Wednesday, October 21, 2009

Style on the Shelf

The post that I wrote below about Suzanne Tucker's book got me going to my library shelves of books and magazines to look at pictures of my favorite rooms and schemes. Let's fire up the scanner, shall we?

The picture above is from the World of Interiors, March 2004 (photographer Francois Jussaud), and shows a home in an industrial warehouse in Antwerp. This room is an orangerie – I think everybody should have an orangerie – and features a collection of old canary bird cages and garden chairs.

The photo below is an apartment in Paris (World of Interiors, January 2003, photographer Guillaume de Laubier). The cover line says, "Chateau on a Shoestring: the flat that thinks it's a manor." Eighteenth century furniture and colorful textiles are jumbled together on bare wood floors.

This is the Tribeca loft of designer Liz Dougherty Pierce (Country Home, September 2000, photographer Reed Davis). The industrial space is filled with a seven-foot table found in Vermont.

The Paris apartment of French actress Isabelle Adjani decorated by Jacques Grange is pictured in the Tashen book Paris Interiors. Pale blue walls, mismatched chairs, a tapestry over the table, and the requisite bare floors create a room which is beautiful and elegant but also comfortable and natural.

I also came across this painting, An Interior in Venice, by John Singer Sargent, which is one of my favorites.
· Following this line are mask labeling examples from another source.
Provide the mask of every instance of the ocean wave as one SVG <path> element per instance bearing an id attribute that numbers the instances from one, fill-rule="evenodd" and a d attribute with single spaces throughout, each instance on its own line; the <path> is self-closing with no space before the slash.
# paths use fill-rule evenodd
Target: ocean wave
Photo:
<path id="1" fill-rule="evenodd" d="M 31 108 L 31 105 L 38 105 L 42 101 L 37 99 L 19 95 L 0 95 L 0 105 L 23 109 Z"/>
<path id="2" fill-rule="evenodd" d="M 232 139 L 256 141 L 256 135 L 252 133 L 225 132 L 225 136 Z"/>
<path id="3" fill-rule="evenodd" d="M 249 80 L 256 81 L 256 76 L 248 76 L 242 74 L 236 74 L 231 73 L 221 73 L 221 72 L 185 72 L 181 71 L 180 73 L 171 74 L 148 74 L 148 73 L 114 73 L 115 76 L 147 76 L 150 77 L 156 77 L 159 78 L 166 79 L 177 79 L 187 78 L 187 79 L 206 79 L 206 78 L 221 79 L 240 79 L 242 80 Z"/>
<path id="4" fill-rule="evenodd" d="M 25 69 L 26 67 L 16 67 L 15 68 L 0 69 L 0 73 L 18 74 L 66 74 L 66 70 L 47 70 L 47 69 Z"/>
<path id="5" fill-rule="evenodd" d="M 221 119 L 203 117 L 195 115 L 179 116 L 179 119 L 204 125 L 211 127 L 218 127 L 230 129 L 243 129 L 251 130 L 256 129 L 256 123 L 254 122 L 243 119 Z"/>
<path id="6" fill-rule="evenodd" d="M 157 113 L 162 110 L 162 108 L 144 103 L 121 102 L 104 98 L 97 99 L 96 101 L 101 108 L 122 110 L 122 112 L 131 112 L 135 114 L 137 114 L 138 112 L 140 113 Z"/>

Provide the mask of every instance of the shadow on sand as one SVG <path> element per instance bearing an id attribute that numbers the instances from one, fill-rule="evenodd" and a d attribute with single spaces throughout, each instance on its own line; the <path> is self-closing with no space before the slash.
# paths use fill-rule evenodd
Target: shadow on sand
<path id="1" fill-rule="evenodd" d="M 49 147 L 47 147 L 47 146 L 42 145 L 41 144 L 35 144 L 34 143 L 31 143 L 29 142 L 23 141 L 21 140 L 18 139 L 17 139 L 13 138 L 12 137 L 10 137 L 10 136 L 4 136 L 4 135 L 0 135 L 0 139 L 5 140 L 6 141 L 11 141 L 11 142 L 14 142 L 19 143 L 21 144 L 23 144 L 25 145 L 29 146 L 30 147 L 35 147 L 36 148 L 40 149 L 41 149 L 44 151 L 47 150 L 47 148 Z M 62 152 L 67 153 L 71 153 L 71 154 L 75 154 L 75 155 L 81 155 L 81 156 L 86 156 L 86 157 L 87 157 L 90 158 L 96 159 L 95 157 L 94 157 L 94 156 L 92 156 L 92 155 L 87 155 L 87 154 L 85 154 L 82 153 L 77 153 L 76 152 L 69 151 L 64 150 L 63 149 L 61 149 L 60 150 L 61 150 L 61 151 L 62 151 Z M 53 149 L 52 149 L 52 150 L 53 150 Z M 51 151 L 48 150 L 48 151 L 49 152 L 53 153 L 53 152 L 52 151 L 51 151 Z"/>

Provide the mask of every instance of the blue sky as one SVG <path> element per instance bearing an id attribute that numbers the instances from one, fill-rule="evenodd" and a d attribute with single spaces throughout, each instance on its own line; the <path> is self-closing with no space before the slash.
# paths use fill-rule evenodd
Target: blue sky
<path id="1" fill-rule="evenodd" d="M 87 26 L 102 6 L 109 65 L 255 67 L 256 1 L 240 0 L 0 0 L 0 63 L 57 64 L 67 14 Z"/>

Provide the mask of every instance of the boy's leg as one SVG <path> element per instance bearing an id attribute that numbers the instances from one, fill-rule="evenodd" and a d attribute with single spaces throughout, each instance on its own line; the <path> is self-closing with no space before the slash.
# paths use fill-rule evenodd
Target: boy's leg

I love the mystery of the room as it recedes into darkness.

No matter what the size of the space, candlelight always creates an old-fashioned, romantic aura.

Antiques, plants, flea-market finds, "furniture with legs" (nothing overstuffed), bare floors and mix of wood and iron are all things we like to live with in the apartment.
I wrote about Rough Luxe below, and I would like to find more industrial antique pieces which lend a hard edge but are clean-lined and airy at the same time. I'd like to live like a nineteenth century botanist in a loft by the river. I'm trying to get to something I picture in my mind.


An Aesthete's Lament said...

The older lady in the Sargent painting, the British-born Ariana Wormeley Randolph Curtis, hated the work because her son, Ralph, was depicted leaning negligently against the table. Far too casual a posture, she thought, and not distinguished enough to represent the family (old-guard expatriate Bostonians) or their residence (the upper floors of the 15th-century half of the side-by-side Palazzi Barbaro, which the family co-owned until fairly recently).

Bart Boehlert said...

AL - that is so interesting! Love learning more about the family and the residence. And I think his posture is very elegant!